Hugh could not help looking once more at the smooth, simple, naïve countenance shining upon him.
“There you are at it again,” she said, blushing a little, and turning her head away. “Well, to comfort you, I will confess I was rather cross yesterday—because—because you seemed to have been quite happy with only one of your pupils.”
As she spoke the words, she gave Fatima the rein, and bounded off, overtaking Harry’s pony in a moment. Nor did she leave her cousin during all the rest of their ride.
Most women in whom the soul has anything like a chance of reaching the windows, are more or less beautiful in their best moments. Euphra’s best was when she was trying to fascinate. Then she was—fascinating. During the first morning that Hugh spent at Arnstead, she had probably been making up her mind whether, between her and Hugh, it was to be war to the knife, or fascination. The latter had carried the day, and was now carrying him. But had she calculated that fascination may re-act as well?
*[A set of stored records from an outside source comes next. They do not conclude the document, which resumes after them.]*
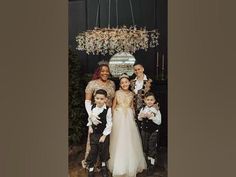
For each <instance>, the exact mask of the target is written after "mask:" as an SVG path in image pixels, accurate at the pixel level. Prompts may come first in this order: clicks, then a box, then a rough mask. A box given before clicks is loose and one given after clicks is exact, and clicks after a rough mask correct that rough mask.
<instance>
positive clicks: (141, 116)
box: [138, 108, 144, 121]
mask: <svg viewBox="0 0 236 177" xmlns="http://www.w3.org/2000/svg"><path fill="white" fill-rule="evenodd" d="M143 110H144V108H141V110H140V112H139V114H138V120H140V121H141V120H142V119H143V117H142V115H141V113H142V112H143Z"/></svg>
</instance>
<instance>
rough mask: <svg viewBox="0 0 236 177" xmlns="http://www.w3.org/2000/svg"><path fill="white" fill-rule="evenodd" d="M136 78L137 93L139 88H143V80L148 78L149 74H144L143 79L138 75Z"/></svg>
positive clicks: (140, 88)
mask: <svg viewBox="0 0 236 177" xmlns="http://www.w3.org/2000/svg"><path fill="white" fill-rule="evenodd" d="M134 80H135V87H134V93H135V94H137V93H138V90H140V89H142V88H143V81H144V80H147V76H146V75H145V74H144V75H143V80H138V78H137V77H136V78H135V79H134Z"/></svg>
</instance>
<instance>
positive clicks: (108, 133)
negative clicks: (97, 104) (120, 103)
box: [99, 108, 112, 142]
mask: <svg viewBox="0 0 236 177" xmlns="http://www.w3.org/2000/svg"><path fill="white" fill-rule="evenodd" d="M106 120H107V123H106V128H105V129H104V131H103V135H102V136H101V138H100V139H99V142H104V141H105V139H106V136H107V135H109V134H110V133H111V128H112V113H111V108H109V109H108V111H107V116H106Z"/></svg>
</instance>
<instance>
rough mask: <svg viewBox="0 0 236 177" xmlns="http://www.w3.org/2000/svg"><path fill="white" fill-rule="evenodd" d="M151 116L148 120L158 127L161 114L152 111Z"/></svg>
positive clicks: (160, 113) (155, 109)
mask: <svg viewBox="0 0 236 177" xmlns="http://www.w3.org/2000/svg"><path fill="white" fill-rule="evenodd" d="M151 114H152V116H150V117H149V119H150V120H152V121H153V122H154V123H155V124H157V125H160V124H161V112H160V111H159V110H156V109H153V110H152V113H151Z"/></svg>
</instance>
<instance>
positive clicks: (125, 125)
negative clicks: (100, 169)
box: [108, 108, 147, 177]
mask: <svg viewBox="0 0 236 177" xmlns="http://www.w3.org/2000/svg"><path fill="white" fill-rule="evenodd" d="M108 167H109V170H110V171H111V173H112V176H124V177H135V176H136V174H137V173H139V172H142V171H143V170H144V169H146V168H147V165H146V161H145V157H144V154H143V149H142V142H141V138H140V134H139V132H138V127H137V125H136V123H135V120H134V115H133V111H132V109H131V108H126V109H124V108H116V110H114V113H113V126H112V132H111V136H110V160H109V162H108Z"/></svg>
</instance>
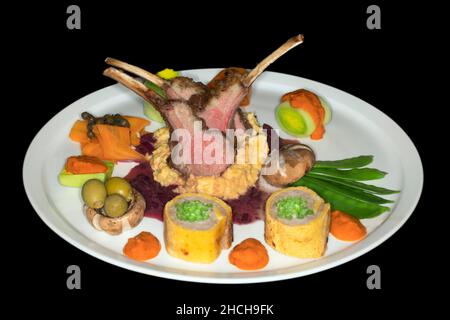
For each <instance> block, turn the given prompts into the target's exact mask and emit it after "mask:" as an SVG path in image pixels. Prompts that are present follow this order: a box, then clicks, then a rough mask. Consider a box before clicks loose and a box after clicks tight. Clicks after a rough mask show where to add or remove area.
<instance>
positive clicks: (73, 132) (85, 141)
mask: <svg viewBox="0 0 450 320" xmlns="http://www.w3.org/2000/svg"><path fill="white" fill-rule="evenodd" d="M69 138H70V139H71V140H72V141H75V142H79V143H86V142H89V137H88V136H87V121H85V120H77V121H75V123H74V125H73V126H72V129H71V130H70V133H69Z"/></svg>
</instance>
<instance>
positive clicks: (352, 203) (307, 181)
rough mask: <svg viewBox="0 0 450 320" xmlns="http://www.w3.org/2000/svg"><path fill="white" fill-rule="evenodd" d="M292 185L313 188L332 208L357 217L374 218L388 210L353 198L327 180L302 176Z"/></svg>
mask: <svg viewBox="0 0 450 320" xmlns="http://www.w3.org/2000/svg"><path fill="white" fill-rule="evenodd" d="M294 185H296V186H305V187H308V188H310V189H312V190H314V191H315V192H317V193H318V194H319V195H320V196H321V197H322V198H323V199H324V200H325V201H327V202H328V203H330V205H331V207H332V209H333V210H341V211H344V212H346V213H348V214H350V215H352V216H354V217H356V218H358V219H367V218H374V217H376V216H378V215H380V214H382V213H383V212H386V211H388V210H389V208H388V207H385V206H380V205H379V204H375V203H371V202H367V201H363V200H361V199H358V198H355V197H353V196H351V195H349V194H347V193H345V192H343V190H342V189H340V188H336V187H335V186H334V185H332V184H330V183H328V182H325V181H321V180H318V179H315V178H312V177H307V176H304V177H303V178H301V179H300V180H299V181H297V182H295V183H294Z"/></svg>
Hugh’s heart bounded, like her Arab steed, as she uttered the words last recorded. He gave his chestnut the rein in his turn, to overtake her; but Fatima’s canter quickened into a gallop, and, inspirited by her companionship, and the fact that their heads were turned stablewards, Harry’s pony, one of the quickest of its race, laid itself to the ground, and kept up, taking three strides for Fatty’s two, so that Hugh never got within three lengths of them till they drew rein at the hall-door, where the grooms were waiting them. Euphra was off her mare in a moment, and had almost reached her own room before Hugh and Harry had crossed the hall. She came down to luncheon in a white muslin dress, with the smallest possible red spot in it; and, taking her place at the table, seemed to Hugh to have put off not only her riding habit, but the self that was in it as well; for she chatted away in the most unconcerned and easy manner possible, as if she had not been out of her room all the morning. She had ridden so hard, that she had left her last speech in the middle of the common, and its mood with it; and there seemed now no likelihood of either finding its way home.